Tk Library Source Code

View Ticket
Login
Ticket UUID: 1825092
Title: lost char when extracting (some) parts
Type: Bug Version: None
Submitter: nobody Created on: 2007-11-03 10:27:03
Subsystem: mime Assigned To: andreas_kupries
Priority: 5 Medium Severity:
Status: Closed Last Modified: 2007-11-06 06:15:03
Resolution: Fixed Closed By: andreas_kupries
    Closed on: 2007-11-05 23:15:03
Description:
The problem is that some extracted files are shorter than the original.

I extracted the attachement with mime::copymessage, and there was one
byte missing at the end of the extracted base64 encoded file.

So the error seems to occur where the mime package builds up its state array where the offset and length of parts are stored.

Same problem in Win ActiveStateTCL 8.5.0.0 beta-6, the last base64 encoded line has 63 chars, the original 64 chars.

####test code:
set token [mime::initialize -file mail20071020-175849-0]

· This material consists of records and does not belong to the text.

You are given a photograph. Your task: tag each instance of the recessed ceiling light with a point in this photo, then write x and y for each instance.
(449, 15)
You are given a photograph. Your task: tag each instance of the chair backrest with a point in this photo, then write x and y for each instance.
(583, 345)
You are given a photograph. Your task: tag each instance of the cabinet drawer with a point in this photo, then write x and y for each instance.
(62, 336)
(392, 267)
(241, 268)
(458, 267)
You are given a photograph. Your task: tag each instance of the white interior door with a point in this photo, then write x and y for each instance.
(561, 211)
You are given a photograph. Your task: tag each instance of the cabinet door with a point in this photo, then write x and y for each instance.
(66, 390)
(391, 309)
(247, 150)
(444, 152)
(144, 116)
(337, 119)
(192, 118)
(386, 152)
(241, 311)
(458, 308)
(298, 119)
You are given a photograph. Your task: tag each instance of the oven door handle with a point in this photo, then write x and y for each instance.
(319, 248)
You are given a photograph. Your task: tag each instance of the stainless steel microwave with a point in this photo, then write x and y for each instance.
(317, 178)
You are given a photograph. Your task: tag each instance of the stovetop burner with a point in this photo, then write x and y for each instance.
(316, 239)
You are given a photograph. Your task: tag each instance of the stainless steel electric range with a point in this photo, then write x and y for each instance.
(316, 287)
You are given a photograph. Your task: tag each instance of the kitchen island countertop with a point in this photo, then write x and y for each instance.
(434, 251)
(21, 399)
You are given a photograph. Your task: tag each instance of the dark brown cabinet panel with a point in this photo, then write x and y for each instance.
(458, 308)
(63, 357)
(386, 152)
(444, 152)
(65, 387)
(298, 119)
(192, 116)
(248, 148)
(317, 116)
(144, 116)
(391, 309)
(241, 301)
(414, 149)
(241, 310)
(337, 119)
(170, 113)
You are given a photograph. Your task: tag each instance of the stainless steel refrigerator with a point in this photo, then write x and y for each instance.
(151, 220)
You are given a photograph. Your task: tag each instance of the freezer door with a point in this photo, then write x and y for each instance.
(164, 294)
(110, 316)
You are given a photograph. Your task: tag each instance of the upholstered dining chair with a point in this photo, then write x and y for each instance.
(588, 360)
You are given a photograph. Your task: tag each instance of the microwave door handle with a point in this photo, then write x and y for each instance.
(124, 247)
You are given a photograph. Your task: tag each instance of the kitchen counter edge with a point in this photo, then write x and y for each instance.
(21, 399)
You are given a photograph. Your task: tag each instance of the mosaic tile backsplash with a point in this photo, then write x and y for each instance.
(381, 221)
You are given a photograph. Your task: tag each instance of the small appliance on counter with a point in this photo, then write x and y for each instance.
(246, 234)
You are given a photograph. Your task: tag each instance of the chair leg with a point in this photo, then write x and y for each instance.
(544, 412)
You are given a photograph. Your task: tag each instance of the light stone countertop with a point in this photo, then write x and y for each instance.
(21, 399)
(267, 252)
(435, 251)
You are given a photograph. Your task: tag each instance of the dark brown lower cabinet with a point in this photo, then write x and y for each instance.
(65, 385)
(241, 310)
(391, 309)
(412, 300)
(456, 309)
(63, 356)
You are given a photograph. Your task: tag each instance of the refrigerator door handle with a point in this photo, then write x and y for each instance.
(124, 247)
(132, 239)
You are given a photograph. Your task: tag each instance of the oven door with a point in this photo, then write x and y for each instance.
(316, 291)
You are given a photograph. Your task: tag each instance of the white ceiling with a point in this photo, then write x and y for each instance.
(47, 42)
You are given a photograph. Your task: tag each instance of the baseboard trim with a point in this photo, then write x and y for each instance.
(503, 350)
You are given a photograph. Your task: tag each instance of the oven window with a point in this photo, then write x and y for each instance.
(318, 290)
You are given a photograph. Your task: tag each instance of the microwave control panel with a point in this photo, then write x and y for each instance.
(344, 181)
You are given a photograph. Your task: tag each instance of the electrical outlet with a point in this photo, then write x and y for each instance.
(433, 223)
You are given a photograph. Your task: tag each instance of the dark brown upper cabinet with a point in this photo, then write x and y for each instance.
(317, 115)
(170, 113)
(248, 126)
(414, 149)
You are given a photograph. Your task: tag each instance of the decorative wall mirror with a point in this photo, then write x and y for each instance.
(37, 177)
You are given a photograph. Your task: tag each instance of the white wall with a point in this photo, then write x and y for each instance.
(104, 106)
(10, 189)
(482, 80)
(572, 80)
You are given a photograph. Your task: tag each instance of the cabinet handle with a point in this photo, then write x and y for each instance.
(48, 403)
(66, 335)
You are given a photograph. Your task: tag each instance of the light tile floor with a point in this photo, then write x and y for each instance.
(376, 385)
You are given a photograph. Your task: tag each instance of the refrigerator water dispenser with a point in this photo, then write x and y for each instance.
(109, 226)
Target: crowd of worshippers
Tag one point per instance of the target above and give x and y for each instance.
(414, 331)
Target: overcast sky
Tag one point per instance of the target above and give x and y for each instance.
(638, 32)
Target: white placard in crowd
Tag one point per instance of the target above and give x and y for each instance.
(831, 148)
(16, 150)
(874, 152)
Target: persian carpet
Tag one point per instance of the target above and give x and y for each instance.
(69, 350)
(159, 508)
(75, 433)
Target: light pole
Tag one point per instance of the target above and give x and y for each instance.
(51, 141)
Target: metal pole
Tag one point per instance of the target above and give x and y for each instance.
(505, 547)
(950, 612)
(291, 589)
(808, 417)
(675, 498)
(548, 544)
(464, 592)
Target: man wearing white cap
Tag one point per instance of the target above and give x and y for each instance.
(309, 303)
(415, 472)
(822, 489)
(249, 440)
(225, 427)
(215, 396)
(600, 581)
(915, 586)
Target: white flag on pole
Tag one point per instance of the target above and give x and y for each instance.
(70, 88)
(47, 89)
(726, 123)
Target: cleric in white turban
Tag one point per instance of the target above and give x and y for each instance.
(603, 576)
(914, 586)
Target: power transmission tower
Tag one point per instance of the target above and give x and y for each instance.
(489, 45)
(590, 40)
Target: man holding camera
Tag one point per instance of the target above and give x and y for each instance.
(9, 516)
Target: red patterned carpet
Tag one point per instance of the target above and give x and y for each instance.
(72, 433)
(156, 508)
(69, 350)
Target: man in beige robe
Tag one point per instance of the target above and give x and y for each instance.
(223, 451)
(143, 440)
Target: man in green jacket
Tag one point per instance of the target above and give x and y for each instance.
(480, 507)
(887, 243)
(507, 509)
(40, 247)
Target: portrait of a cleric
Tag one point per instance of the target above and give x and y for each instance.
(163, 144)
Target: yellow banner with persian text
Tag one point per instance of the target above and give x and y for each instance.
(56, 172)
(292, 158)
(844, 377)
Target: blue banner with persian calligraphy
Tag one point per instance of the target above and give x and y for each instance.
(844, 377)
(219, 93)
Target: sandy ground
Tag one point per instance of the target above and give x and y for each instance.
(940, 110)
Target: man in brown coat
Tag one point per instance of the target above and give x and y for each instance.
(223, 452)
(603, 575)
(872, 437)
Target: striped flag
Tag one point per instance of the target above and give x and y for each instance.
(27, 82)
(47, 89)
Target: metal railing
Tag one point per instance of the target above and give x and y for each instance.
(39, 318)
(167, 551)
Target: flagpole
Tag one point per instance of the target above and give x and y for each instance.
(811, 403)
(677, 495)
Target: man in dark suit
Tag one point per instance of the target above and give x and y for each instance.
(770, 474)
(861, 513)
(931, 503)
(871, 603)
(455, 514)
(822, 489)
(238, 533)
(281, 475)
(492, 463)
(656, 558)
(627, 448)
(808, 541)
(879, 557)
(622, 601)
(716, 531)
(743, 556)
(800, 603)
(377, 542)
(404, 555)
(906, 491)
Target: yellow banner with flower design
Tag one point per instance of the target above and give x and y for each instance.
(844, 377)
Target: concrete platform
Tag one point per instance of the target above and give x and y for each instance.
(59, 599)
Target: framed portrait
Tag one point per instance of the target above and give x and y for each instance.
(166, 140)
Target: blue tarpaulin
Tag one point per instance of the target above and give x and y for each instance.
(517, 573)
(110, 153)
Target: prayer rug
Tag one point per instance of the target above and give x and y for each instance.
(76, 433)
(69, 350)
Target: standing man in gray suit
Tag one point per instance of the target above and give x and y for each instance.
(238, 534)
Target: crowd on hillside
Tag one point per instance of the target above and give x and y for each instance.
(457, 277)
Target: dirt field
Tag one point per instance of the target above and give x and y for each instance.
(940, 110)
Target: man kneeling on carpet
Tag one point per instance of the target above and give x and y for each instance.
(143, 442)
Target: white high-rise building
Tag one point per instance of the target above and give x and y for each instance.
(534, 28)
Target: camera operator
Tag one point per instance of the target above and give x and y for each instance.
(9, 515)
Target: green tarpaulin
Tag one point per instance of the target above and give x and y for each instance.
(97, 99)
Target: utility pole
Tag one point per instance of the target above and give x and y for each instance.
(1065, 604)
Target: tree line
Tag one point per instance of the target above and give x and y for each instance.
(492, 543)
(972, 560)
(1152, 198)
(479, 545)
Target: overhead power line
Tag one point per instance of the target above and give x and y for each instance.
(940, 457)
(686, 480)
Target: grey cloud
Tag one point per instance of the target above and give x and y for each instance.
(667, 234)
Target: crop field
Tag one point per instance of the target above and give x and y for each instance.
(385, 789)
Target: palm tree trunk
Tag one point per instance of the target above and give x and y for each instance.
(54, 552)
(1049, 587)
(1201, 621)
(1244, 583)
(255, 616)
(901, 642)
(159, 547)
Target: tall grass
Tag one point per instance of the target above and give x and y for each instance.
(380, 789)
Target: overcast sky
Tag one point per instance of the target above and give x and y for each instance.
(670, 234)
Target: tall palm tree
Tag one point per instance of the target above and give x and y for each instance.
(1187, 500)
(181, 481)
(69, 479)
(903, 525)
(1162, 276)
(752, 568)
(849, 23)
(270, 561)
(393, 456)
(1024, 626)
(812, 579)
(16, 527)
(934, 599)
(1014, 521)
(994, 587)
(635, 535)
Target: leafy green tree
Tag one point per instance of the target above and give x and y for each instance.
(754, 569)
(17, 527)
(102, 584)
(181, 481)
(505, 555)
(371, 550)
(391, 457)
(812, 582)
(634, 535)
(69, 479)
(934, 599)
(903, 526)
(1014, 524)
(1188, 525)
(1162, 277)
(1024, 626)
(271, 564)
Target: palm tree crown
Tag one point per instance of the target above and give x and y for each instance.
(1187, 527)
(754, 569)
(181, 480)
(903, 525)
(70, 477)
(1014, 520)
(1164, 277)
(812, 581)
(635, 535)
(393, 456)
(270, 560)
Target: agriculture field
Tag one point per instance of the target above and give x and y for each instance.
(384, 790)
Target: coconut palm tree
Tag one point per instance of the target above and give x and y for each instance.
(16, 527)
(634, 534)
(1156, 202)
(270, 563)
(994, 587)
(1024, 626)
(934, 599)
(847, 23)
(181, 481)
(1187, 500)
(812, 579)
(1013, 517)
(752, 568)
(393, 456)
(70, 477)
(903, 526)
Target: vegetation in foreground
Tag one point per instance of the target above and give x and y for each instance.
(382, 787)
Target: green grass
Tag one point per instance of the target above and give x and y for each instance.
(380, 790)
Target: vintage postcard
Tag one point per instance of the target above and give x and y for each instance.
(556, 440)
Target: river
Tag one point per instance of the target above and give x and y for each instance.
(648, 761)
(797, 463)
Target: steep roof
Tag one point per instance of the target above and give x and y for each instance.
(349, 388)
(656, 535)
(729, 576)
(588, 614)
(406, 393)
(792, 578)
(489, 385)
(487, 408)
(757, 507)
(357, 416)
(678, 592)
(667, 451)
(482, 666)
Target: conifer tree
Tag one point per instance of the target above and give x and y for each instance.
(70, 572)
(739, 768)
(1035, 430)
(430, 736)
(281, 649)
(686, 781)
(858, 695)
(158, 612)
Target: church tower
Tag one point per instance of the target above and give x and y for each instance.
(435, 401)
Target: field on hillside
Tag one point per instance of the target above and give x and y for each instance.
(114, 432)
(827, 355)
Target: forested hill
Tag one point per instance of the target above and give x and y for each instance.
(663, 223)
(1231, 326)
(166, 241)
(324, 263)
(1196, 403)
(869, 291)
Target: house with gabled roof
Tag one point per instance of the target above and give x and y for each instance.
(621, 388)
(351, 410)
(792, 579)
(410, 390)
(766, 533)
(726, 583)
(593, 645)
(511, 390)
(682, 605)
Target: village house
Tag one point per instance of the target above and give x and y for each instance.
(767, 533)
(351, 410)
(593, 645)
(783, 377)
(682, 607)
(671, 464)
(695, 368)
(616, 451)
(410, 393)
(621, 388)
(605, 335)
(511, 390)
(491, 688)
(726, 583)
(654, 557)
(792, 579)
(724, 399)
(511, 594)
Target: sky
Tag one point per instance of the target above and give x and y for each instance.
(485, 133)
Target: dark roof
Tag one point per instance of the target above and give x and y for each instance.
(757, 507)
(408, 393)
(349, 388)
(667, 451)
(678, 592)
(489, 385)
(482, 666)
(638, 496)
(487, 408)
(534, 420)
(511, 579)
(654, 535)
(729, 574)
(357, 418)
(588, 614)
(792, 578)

set allparts [mime::getproperty $token parts]
# I know this mail has two parts: one plain text, one attachement
set attachtok [lindex $allparts 1]
# test file name out:
set ts [clock format [clock seconds] -format {%Y%m%d-%H%M%S}]
set ofn a0036-test-${ts}.part

set ofh [open $ofn w]
fconfigure $ofh -translation binary
mime::copymessage $attachtok $ofh
close $ofh
User Comments: andreas_kupries added on 2007-11-06 06:15:03:
Logged In: YES 
user_id=75003
Originator: NO

The bug has been fixed now, and the modification is now in the SF Tcllib CVS, together with an extended testsuite.

Deeper analysis:

The trouble is line 893 mime.tcl

parsepart has parsed a part of the multipart out of it and is about to recurse into this sub-part for further analysis (part headers).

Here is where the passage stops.